Iron blinked and snapped his gaze to the side.
No. Stop feeling sorry for yourself. If he’d wanted to leave you, he would’ve a long time ago
.
Sander grabbed the rope at the head of the sleigh and tucked it beneath his arms. Smoke black as midnight rose in trails around his boots, and he hopped to the top of the snow. “There’s a crotchety crab of a woman in Skaard who can heal you. She was old then, but bless the Six if that stubborn old gasbag wouldn’t hang on to dear life until the Everfrosts turned to dust. We’ll go to her, and you’ll get healed.”

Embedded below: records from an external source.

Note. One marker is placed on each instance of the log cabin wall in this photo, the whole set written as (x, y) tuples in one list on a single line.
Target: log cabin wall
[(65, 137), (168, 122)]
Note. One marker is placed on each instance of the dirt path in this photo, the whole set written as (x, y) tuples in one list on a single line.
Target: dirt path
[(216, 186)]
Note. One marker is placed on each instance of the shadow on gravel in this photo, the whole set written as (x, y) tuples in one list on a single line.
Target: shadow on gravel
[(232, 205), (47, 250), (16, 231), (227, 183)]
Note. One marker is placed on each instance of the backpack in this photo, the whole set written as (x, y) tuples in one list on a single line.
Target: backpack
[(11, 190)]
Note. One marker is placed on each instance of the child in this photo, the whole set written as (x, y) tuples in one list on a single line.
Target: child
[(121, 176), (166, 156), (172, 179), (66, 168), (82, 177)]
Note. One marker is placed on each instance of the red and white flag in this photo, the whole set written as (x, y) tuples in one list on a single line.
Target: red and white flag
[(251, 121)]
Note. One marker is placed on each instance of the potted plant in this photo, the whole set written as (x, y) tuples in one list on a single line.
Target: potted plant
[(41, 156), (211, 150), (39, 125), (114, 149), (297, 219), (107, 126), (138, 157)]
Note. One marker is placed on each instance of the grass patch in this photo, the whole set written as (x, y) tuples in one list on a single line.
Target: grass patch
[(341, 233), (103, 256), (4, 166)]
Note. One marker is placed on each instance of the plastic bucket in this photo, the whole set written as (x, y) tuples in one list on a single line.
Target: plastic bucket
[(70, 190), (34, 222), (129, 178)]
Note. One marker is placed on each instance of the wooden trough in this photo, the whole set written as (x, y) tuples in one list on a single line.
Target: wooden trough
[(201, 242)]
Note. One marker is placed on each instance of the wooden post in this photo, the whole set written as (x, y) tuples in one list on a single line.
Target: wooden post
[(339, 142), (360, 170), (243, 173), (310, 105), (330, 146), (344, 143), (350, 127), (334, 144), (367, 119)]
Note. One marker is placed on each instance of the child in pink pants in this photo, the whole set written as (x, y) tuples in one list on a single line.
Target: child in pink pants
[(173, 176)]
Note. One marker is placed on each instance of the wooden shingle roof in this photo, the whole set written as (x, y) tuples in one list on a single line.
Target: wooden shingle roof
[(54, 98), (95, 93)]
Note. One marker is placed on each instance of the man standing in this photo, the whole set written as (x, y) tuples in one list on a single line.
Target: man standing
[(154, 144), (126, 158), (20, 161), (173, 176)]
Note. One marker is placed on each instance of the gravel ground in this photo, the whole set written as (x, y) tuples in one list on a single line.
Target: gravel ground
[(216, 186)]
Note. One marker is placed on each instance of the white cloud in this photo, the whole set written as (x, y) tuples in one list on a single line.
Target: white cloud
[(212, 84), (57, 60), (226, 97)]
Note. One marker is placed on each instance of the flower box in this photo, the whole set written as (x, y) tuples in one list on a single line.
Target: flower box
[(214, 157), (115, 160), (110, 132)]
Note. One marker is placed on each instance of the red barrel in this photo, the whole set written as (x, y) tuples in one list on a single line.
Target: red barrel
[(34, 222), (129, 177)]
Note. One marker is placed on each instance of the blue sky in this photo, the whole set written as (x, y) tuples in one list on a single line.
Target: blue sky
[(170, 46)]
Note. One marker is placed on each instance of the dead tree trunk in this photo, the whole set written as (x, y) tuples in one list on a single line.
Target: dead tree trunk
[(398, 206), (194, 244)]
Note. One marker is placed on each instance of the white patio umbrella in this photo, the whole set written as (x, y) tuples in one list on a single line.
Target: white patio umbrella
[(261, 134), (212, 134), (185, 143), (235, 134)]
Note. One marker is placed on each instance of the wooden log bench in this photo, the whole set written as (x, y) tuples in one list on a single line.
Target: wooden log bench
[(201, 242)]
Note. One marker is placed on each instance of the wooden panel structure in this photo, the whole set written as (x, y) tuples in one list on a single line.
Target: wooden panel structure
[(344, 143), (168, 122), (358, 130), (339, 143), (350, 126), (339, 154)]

“Simple plans are always the best, you say. And then what? Can we explore? Talk to locals? Maybe we can charter a ship across the sea even. You know I heard—”
“Oh gods, this is going to be a long trip.”
“Fine. You spit in the wind and I’ll study.” Iron pulled out a scroll on the history of a strange land across the sea, far south of Eloia. They called it Ker, and there it was said men and horses were equals. The concept fascinated him almost as much as the idea of a horse. “I’ll just read and enjoy myself while you tug me along. Maybe you can figure out what to do once I’m better.”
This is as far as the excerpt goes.